“I prefer the charter school environment because of the freedom it afforded me as an educator and the feeling of family it built between students, parents and teachers,” Talbott said. “Charter schools also have autonomy to make out-of-the-box academic decisions for their students, and they are often places where creativity in the classroom is more encouraged simply because the educational ‘island’ setting prevents too much red tape from restricting it.”
Though some charter schools excel, the charter model is not a guarantee of success, said Thad Domina, a UNC education professor.
“The evidence on charter school effectiveness is mixed,” Domina said. “The best research suggests that on average charters are no more or less effective than traditional public schools.”
And opponents suggest it might not be the efficiency-boosting, cost-saving measure intended.
“Handing over the keys of our lowest-performing schools to private charter school management operations adds a new layer of bureaucracy and lacks the accountability needed to ensure public taxpayers’ dollars are being used effectively,” said Rodney Ellis, president of the North Carolina Association of Educators. “This school takeover scheme is unproven at best.”
The bill has also drawn criticism for the potentially problematic way legislators would determine the lowest performing schools.
“I certainly do not believe that the A-to-F grading scale is fair to all students, and it should not be considered as the sole measure of success,” said Talbott, who supports the bill.
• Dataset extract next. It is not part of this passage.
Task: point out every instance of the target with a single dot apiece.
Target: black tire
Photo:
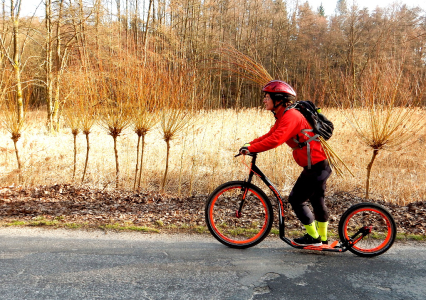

Ellis said there is additional concern that the A to F grading scale, which the bill proposes to use as its only measure, simply acts as a proxy for income.
“The identification of low-performing schools is based on a seriously flawed A-to-F grading system that does nothing more than point out where the less wealthy school districts are located,” he said. “Academic growth should be weighted more heavily in this system.”
Domina said there’s a need for fairer alternative.
“While we certainly ought to be dedicating special resources to schools that educate large proportions of poor and otherwise disadvantaged students, it makes little sense to label these schools ‘failing’ by dint of the disadvantages their students bring with them to school,” he said.